My first sub job was at a middle school. I remember calling the sub-finder system late one night after going out. There it was, after the pre-recorded voice of the ever cheerful lady telling me whom I had called (because many people just randomly call subfinder) I entered my pin and pressed 2 for avalible jobs, and, as my heart started pounding I accepted the job from 8am-11:05am at a local (right across the street local) middle school. I would be subbing for "Secondary Humanities" (whatever that meant). I was way excited. I had already made plans to spend the night at my friend's house so I drove home, got my outfit ready and headed over there.
5:30am always comes way too fast and before I knew it was headed over to the school. Visions of fangs and newly budding horns came to mind as I parked my car and walked like a deer in the headlights into the office. What the hell was I doing here?! Middle school was the worst time of my life and now I'm going to SUB here?!?! As I walked into the office and asked about what I should do, the secetary looked at me and said, "You've never been here before have you?" I thought to myself, "yeah how could you tell...?" She assured me that they were "...GREAT kids..." and I would "...have NO problems...!" with the classes because she had "...Sixth graders!!" I was reassured by this (notice how assured totally has the word, 'ass' in it.) and went to the classroom. I had gotten there like a billion hours early because I expected kids to be trying to get inside the classroom to escape evil middle school Indian Burial grounds but there was no one. I sat down and got out the lesson plan. I would have three periods, two of them being with mostly the same kids and the third being the same information as the first. No big deal, okay. Doing some calming down techniques I admently repeated over and over again, "I am in charge. I am the teacher today. I am in charge. I am the teacher today." trying desperatly to get myself to believe it. The first class came in and it went well. Their horns must have been hidden because I didn't see any and their fangs I guess had been filed down for the upcoming weekend's parties.

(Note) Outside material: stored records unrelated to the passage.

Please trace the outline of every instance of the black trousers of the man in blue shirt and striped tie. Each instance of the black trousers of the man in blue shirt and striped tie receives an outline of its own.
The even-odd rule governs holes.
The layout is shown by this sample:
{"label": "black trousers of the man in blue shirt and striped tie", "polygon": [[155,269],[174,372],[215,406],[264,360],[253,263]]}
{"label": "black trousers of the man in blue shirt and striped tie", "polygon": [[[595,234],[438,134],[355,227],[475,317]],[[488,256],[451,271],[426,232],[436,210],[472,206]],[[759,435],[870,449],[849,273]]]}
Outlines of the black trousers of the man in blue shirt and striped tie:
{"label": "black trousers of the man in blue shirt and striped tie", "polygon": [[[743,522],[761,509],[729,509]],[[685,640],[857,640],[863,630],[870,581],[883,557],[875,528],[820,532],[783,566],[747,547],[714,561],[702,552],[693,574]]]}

We went over Ancient India (it was totally watered and down, but good thing because all I know about Ancient India is, its old). Then for the next class she had left a cd and we listened to a play verison of The Phantom Tollbooth being preformed by some snobby Brits. Who do they think they are anyway, always being the actors of great plays and the like. After we stopped the tape and were waiting for the bell to ring they asked me my first name. "okay, what the heck would it hurt?" So I had them guess it. No one was even close so I told them, "it starts with 'A' and ends with 'A'." After Amanda (the obivous choice) they guessed 'Allyssa'. But I told them that they probably didn't know how to spell it. SHIT. Um, maybe that wasn't such a good idea because, I instatly envisioned thoundsands of friend requests on myspace from middle school boys. "No one spelled it right! GOOD BYE!" ::whew:: That was a close one...
Then was break. 10 minutes to readjust my brain back to Ancient India...not enough time but it would have to do. You could tell the classes were being tracked because of the lack of diversity in the first two and the overwhelming amount in this class. Great, just great. One kid was totally teachers pet which was awesome, because as I said to myself again (now a mantra) "I am in control. I am the teacher today." Then before I knew it, the day was over.
As I left the campus, headed home for Gilmore Girls and lunch, I thought to myself, "I could do that...but only if I'm in charge, and the teacher for the day."